それにさっきから気にはなっていたが自分の部屋では無い、見知らぬ部屋。
「ここはどこだ?」
冷たい汗が一筋こめかみを流れる。
ふと、机の上に小さな鏡が置いてあるのに気が付き手に取る。
鏡を覗き込むとそこには端正な顔立ちの金髪碧眼の白人の少年が映っている。
知っている顔だ。忘れるはずもない。
高校の同じクラスの白人ハーフ 吉田健一の顔だ。
呪いか?天罰の類か?いつも俺がイジメている白人ハーフの吉田健一の身体になってしまっている。
すると……ここは吉田健一の家。
「夢なら早く覚めてくれ!頼む!」
瞼を閉じて強く祈ってみたが再び瞼を開けてみても、鏡に映っているのは不安な顔をした白人の少年だった。

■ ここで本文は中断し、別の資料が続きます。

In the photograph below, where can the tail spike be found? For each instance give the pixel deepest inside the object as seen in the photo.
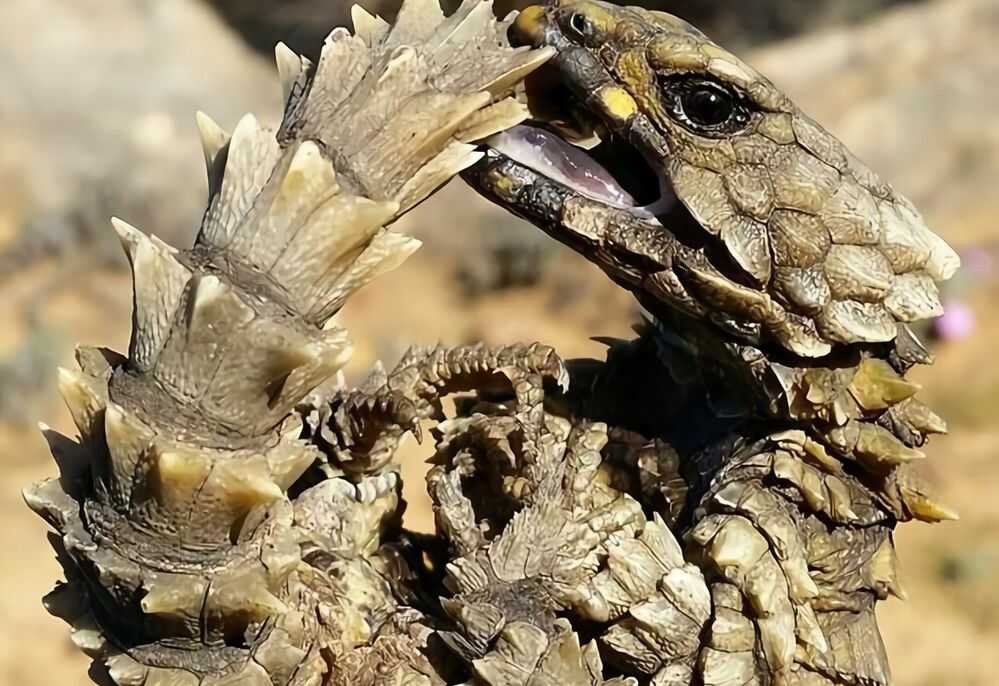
(290, 68)
(84, 397)
(213, 139)
(128, 442)
(368, 27)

こうなれば夢から覚めるまで吉田健一として過ごすしかないか。
吉田の母親との朝食は気まずいものだった。
「健一、今日はなんだか変ね。」
「え、変って?」
「いつも朝は必ず納豆をよーくかき混ぜるじゃないの。それが僕のルーティーンだって。それなのに今日は納豆のパックにすら手をつけていないわ」
吉田の奴、外人なのに毎朝納豆食ってやがるのか……
そんなことを考えながら返事をする。
「き、今日はさ、いつもと違う気分でさ。いろいろと難しい年頃なんだよ」
「そう……学校に遅れないようにね」
吉田の母親との気まずい朝食を終え、身支度をととのえてから自転車に乗って学校に向かう。
吉田の住んでいるアパートがある福田町から、通っている県立七北田高等学校までは七北田川を渡って自転車で十五分ほど、仙台港インターチェンジの近くだ。